# Python Tutorial 1: Part-of-Speech Tagging 1

**(C) 2016-2018 by [Damir Cavar](http://damir.cavar.me/) <<dcavar@iu.edu>>**

**Version:** 1.1, September 2018

**License:** [Creative Commons Attribution-ShareAlike 4.0 International License](https://creativecommons.org/licenses/by-sa/4.0/) ([CA BY-SA 4.0](https://creativecommons.org/licenses/by-sa/4.0/))

## Introduction

This is a tutorial about developing simple [Part-of-Speech taggers](https://en.wikipedia.org/wiki/Part-of-speech_tagging) using Python 3.x and the [NLTK](http://nltk.org/).

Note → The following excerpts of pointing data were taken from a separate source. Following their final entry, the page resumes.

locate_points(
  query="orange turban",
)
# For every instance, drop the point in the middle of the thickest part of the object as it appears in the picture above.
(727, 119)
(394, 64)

This tutorial was developed as part of the course material for the course Advanced Natural Language Processing in the [Computational Linguistics Program](http://cl.indiana.edu/) of the [Department of Linguistics](http://www.indiana.edu/~lingdept/) at [Indiana University](https://www.indiana.edu/).

The [Brown corpus](https://en.wikipedia.org/wiki/Brown_Corpus) in distributed as part of the [NLTK Data](http://www.nltk.org/data.html). To be able to use the [NLTK Data](http://www.nltk.org/data.html) and the [Brown corpus](https://en.wikipedia.org/wiki/Brown_Corpus) on your local machine, you need to install the data as described on [the Installing NLTK Data page](http://www.nltk.org/data.html). If you want to use iPython on your local machine, I recommend installing a Python 3.x distribution, for example the most recent [Anaconda release](https://www.continuum.io/downloads), and reading the instructions how to run [iPython on Anaconda](http://jupyter.readthedocs.io/en/latest/install.html).

## Part-of-Speech Tagging

We refer to Part-of-Speech (PoS) tagging as the task of assigning class information to individual words (tokens) in some text. The tags are defined in tagsets that specify character sequences that represent sets of for example lexical, morphological, syntactic, or semantic features. See for more details the [Categorizing and Tagging Words chapter](http://www.nltk.org/book/ch05.html) of the [NLTK book](http://www.nltk.org/book/).

## Using the Brown Corpus

The documentation of the [Brown corpus](https://en.wikipedia.org/wiki/Brown_Corpus) design and properties can be found on [this page](http://clu.uni.no/icame/brown/bcm.html).

Using the following line of code we are importing the [Brown corpus](https://en.wikipedia.org/wiki/Brown_Corpus) into the running Python instance. This will make the tokens and PoS-tags from the [Brown corpus](https://en.wikipedia.org/wiki/Brown_Corpus) available for further processing.

In [4]:
import nltk
nltk.download('brown')

[nltk_data] Downloading package brown to
[nltk_data]     C:\Users\shant\AppData\Roaming\nltk_data...
[nltk_data]   Package brown is already up-to-date!


True

Our goal is to assign PoS-tags to a sequence of words that represent a phrase, utterance, or sentence.

Let us assume that the probability of a sequence of 5 tags $t_1\ t_2\ t_3\ t_4\ t_5$ given a sequence of 5 tokens $w_1\ w_2\ w_3\ w_4\ w_5$ is $P(t_1\ t_2\ t_3\ t_4\ t_5\ |\ w_1\ w_2\ w_3\ w_4\ w_5)$ and can be computed as the product of the probability of one tag given another, e.g. the probability of tag 2 given that tag 1 occurred: $P(t_2\ |\ t_1)$, and the probability of one word and a specific tag, e.g. the probability of word 2 given that tag 2 occurred: $P(w_2\ |\ t_2)$.

Let us assume that we use two extra symbols *S* and *E*. *S* stands for sentence beginning and *E* for sentence end. We use these symbols to keep track of different distributions of tags and tokens relative to sentence positions. The token *the* for example is very unlikely to occur in sentence final and more likely to occur in sentence initial position.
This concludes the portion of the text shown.